In the realm of economic issues, Johnson admits that she does not have one big silver bullet to fix the region’s ailing economy. But she believes the cure more likely comes out of many small measures that would naturally spring from what she calls good government.

“I don’t think that governments should be responsible for creating jobs,” Johnson said. “I think that governments are responsible for creating a community that can support healthy businesses.”

Johnson said that her priority would be on eliminating regulatory barriers that stand between the people and what they need to do to make a living.
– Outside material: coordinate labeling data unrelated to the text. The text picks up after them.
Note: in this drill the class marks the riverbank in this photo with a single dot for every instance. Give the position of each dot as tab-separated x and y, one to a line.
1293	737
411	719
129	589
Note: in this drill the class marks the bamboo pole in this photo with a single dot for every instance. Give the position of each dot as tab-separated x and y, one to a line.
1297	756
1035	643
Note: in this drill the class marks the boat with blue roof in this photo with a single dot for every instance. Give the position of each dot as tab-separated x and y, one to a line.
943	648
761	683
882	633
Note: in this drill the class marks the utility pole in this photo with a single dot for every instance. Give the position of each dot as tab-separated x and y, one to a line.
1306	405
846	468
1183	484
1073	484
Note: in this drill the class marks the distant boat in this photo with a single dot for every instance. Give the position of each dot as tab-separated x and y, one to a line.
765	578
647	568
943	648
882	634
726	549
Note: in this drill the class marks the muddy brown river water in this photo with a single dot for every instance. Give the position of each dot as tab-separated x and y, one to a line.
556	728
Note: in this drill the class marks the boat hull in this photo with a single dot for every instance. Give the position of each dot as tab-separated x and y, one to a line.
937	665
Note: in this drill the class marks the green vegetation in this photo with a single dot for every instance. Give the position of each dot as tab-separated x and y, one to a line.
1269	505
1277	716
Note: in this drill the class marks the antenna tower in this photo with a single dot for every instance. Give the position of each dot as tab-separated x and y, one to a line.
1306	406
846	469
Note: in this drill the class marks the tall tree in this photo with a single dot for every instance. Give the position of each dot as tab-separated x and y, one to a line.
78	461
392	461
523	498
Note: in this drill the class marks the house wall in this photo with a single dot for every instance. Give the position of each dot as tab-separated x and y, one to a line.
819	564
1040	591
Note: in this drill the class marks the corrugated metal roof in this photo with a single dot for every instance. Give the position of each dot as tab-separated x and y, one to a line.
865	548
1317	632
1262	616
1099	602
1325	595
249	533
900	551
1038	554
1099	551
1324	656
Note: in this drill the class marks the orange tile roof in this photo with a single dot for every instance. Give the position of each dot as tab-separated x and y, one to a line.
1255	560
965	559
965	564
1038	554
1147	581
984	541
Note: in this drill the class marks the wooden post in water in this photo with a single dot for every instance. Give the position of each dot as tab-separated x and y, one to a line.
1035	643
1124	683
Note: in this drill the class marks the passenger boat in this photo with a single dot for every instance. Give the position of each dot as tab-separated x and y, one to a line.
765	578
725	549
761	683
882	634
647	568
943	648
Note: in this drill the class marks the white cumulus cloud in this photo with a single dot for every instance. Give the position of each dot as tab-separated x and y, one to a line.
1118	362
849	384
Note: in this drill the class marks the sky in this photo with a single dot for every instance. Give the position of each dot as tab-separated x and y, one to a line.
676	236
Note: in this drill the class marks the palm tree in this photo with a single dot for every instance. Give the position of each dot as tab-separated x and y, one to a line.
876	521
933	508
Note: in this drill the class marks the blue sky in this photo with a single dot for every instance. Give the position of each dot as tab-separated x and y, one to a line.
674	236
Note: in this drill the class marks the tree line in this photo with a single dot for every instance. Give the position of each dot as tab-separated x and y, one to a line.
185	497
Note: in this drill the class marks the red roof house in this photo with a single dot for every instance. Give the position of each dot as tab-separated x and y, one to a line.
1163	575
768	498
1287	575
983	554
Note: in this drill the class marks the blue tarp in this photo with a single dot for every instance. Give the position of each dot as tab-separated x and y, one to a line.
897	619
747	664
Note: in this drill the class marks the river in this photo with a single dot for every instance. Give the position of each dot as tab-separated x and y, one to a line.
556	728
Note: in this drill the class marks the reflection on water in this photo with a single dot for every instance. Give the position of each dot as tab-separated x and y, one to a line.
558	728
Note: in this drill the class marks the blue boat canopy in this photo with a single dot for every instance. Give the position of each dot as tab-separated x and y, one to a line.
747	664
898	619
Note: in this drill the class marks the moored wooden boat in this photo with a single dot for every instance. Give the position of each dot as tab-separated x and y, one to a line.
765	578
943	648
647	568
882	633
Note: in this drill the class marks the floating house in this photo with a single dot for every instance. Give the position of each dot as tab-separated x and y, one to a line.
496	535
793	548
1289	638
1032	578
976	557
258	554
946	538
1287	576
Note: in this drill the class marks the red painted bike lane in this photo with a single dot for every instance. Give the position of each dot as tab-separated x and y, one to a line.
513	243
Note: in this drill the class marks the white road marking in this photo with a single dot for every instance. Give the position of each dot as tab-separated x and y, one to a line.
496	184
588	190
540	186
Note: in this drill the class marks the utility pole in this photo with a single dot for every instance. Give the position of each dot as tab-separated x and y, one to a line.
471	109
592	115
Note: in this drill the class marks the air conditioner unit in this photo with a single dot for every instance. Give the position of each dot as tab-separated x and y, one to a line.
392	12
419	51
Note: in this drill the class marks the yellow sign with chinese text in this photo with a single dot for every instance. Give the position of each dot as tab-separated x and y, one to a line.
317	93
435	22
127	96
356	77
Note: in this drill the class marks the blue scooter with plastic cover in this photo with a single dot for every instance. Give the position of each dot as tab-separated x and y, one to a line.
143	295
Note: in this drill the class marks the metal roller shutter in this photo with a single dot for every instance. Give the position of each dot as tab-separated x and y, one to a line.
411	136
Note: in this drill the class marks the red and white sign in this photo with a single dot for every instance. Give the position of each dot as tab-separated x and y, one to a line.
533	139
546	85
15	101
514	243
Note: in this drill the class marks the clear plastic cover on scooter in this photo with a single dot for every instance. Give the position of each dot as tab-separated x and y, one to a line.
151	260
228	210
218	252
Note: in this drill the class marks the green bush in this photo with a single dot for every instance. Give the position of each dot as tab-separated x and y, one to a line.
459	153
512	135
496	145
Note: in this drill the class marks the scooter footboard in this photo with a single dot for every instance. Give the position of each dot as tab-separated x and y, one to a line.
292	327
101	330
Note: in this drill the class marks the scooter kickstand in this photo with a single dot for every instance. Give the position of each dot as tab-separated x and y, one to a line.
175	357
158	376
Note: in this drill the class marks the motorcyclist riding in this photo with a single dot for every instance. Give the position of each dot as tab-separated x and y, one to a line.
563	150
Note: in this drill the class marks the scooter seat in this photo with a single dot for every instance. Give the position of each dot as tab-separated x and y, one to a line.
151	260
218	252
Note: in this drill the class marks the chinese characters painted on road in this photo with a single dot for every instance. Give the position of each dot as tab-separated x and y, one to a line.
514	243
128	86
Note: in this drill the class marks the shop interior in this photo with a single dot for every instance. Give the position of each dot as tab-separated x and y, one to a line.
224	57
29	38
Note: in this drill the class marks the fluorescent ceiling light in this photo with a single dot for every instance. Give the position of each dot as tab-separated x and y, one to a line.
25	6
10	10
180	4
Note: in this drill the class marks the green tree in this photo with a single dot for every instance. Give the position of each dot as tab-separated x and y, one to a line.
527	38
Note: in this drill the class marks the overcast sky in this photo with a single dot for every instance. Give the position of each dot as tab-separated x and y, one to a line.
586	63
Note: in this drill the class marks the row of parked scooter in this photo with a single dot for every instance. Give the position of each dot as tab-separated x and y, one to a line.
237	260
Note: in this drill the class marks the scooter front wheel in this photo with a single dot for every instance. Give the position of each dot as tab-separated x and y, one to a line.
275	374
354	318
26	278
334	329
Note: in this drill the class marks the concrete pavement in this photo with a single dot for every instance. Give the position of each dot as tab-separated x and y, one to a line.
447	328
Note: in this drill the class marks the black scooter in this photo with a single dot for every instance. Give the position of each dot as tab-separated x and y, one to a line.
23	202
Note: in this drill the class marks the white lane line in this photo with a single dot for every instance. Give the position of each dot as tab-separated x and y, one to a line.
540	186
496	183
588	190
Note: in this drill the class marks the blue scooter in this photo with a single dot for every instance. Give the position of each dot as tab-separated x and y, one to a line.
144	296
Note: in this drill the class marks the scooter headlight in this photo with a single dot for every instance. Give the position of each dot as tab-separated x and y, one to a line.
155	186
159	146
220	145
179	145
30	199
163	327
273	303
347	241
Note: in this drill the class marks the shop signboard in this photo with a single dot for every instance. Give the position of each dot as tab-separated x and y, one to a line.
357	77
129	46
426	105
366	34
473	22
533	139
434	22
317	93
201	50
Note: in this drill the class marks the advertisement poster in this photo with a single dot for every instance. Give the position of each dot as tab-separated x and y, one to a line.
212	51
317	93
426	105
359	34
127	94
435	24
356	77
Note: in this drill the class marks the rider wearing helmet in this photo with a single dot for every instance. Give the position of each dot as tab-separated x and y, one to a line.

As an example, Johnson recalled a recent conversation she had with a real estate agent. The agent was trying to sell a home for a client. County regulations required the homeowner to install a second barrier to their backyard pool before the home could be sold. That meant that a locked fence around the yard wasn’t good enough. A second fence had to also be constructed around the pool only.

“With all the struggles in the real estate market, this would make it absolutely impossible to sell that home at a competitive price because the owners would have to add that cost into it,” Johnson said. “So they are just out of luck. They can’t sell their home.”

Johnson cited another instance involving a friend who had been unexpectedly placed in the situation of raising a young grandchild. To do this, she had hoped to move her business operations into her home so she’d be able to look after the child during the work day. But she had run up against so many restrictions in obtaining a county business licensing that she finally found it was impossible.

“Some of these regulations might have been justified in a time when things were booming in the region,” Johnson said. “But maybe right now, we should say that we are going to have a break from all of that; that we are not going to do it for a few years; because it would help small businesses to get a better start, let them get up and running so they can go back out and hire people again.”

Johnson said that she treasures the experiences she has had working with the Moapa Valley community while serving on the school board. Those experiences with small town folk kept her focused and capable of taking on big politics in the urban areas, she said.

“People here are so welcoming,” Johnson said. “Things were always put in terms of: ‘We want you to come, we want to work with you and we want you to leave here knowing that we care about what happens to us and where we are going from today.’ ”

During the growth boom years, Johnson said that she noted, with admiration, the way that the Moapa Valley community had faced the uncertainty of its future.

“Here was a small community that is so close knit, looking at a future that they didn’t know what it would look like,” Johnson said. “They didn’t know what their town was going to become; didn’t know what facilities would be built; what businesses would come. But they knew that whatever came was going to change them forever. I thought that it was handled so well. There was always an ability to keep an open mind and to say what’s in the best interest for the right reasons. This community does that so well. It was always such a godsend to have been assigned to represent places like this where things are still real.”